В замедленном паденье на диван, я простираю руку к Пустоте.
Уверенно хватаю теплый воздух, сгребаю в горсть, выдавливая косность пошлой скуки.
Безжалостно душу, сжимая пальцами кадык безнравственной весне.
Весне, что за окном прикинулась зимою и выгибает стан в стенании кошачьем, а хлопья перхоти небесной ей влажно выцеловывают круп.
Я рухну на диван, расслабив члены в неге.
Сплетусь, как змей, с мечтой пустой в клубок.
А бестий томных обнаженья виды, мне в рот облаткою протиснет друг мой, грустный Чёрт.
И стынет в топке сердца пепел обугленных воззваний к Богу, что писал я в параноиде ночи рукою изысканно изрезанной о дьявольскую ногу.
Сгнивших лет кувшинки, я скорбно подношу к отёчному лицу и тлена аромат вдыхаю, как амбрэ подмышек милой, труп которой нигде я почему-то не найду(хоть под рукою был, казалось, он совсем недавно.)
Чарующий дурман любви червём изрытой, мне мозг обертывает в опиумный дым.
И крики полоумных чаек, да серый ил прудов в сознание старательно зарытый, дробят видений сложных лики, и милосерден Бог Безумья к счастью-горю моему.
О, Лже-Офелия!
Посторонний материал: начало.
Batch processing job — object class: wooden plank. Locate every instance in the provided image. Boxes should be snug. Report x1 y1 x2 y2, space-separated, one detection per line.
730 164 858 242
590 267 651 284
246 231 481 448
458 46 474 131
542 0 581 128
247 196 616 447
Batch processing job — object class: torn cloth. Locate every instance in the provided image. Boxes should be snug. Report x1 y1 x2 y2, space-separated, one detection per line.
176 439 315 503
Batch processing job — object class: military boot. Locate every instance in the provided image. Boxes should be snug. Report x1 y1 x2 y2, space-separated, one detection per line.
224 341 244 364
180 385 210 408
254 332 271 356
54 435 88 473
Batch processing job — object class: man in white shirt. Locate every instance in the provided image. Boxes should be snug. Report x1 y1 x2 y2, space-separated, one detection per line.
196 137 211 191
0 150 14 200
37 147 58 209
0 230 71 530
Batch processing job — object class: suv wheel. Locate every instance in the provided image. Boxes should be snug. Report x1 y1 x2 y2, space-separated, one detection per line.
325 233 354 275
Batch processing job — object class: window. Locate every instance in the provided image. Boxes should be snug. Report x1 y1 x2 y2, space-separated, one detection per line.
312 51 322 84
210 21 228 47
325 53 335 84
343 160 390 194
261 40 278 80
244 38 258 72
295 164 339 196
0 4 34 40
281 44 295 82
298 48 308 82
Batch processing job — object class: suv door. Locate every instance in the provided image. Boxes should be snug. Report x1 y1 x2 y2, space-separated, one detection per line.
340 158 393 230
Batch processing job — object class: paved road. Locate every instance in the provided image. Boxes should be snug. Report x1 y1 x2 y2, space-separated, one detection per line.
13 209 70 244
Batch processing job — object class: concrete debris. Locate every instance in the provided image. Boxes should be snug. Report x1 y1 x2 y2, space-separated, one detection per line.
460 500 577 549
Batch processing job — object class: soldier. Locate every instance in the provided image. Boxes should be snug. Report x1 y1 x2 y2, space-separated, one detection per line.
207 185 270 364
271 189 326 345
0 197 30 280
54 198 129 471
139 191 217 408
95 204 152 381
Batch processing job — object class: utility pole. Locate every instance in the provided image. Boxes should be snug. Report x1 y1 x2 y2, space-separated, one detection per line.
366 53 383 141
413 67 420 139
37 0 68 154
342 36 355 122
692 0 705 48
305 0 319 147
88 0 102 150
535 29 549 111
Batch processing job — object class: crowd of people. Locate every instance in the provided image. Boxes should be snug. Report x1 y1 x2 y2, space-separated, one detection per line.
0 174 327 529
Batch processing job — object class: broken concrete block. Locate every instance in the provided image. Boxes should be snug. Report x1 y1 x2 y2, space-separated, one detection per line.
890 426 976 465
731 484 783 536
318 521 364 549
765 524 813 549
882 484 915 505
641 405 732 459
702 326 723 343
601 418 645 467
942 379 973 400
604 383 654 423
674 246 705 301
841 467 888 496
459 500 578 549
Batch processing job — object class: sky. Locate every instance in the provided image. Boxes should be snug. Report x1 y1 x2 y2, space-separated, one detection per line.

Гадюка! Зачем ты утопилась?! Зачем же, злюка?!
Чтоб море отныне ненавидеть я стал из-за тебя?!
И гнусных водорослей смешную икебану любовно составлять на дне себя?!
О, эгоизма дочь, зачем вонзив себя в меня по горло, ты выбросилась в воду словно проржавевший от убийства нож?!
Не отсосёшь из лёгких кощунственный избыток влаги и теперь, увы, тем сердцем, что в ладонях моих билось, играют безразлично в подземный бадминтон прилежные кроты.
Я смеха конфетти и улыбок твоих шальные переливы надежно сберегу во тьме себя.
Развешу платья, что носила ты, в подвале памяти отгладив их красиво, чугунным утюгом тяжёлого ума.
Украшу ими дом пустой себе на диво, чтоб пьяно сквернословить мог от счастья-горя отлетевшего в занебесные края, и резать хлеб воспоминаний криво, запихивая его над шеей в призрак собственного рта.
В замедленном паденьи под диван я рушу напрочь карму таракана.
Любовь которого я в рандеву со смертью не-чай-но локтем превратил.
Прилип кишечный жир его к моим предплечьям - он, как Христос, увы, ушел из жизни рано.
Его немного удивленная подруга, чулки поправив пьяно, уходит прочь, клеймя презреньем этот жуткий мир.
Я ей во след, кричу: "Пардон, мадам! Я виноват, я пьян, но право дело: нечаянно я милого собою раздавил!"
"Оставьте! - отвечает она смело, - Он всё равно бы мне не заплатил!"
В замедленном паденьи на диван роняю душу я меж рёбер.
Выскальзывает сердце на пол, агонизируя, в пыли катается, как карп речной - в муке.
Я задыхаюсь без тебя, а жабры мои - в слизи, и перламутр чешуи уже слетает под кухаркиным ножом.
Но даже в масляных ожогах, предсмертно нежась на сковороде, я слышу шёпот:
- Всё иллюзорно: небытие, мечта, любовь и гениальность! Лишь только твой диван и ты - доподлинно реальны, мой сосед!
Так шепчет мне мой скорбный Чёрт, ухмылкой инфернальной оплавив узор обоев на стене в прихожей, но вижу, как с рогов его свисают стринги нимф, и расплываюсь я в ответ в улыбке злой, его забавной, хитрой роже.
Но выгляни в окно - над головой бескрыло парят крысы, а соколы, по подворотням инвалидно тело волоча, по грязи тащат надежд пустых корыта, в прокопченные лужи сонно окуная размышлизмы.
Везде - помойки летней аромат елейный, кругОм - со скидкой, надушенные черти, билеты предлагают в Ад.
Эй, твари! Где стоп-кран?! Остановите вертолёт, я выйду! Иль кровушкой залью я ваш бедлам!
В замедленном паденьи на диван я смутно ощущаю громыханье мысли и крутится бесплодных дум моих веретено.
Пусть мозг залит на четверть виски, я вижу сквозь туман реальности видение одно: крупный жемчуг слёз, густая медь волос распущенных и ясность лика прекрасной девы у гроба моего.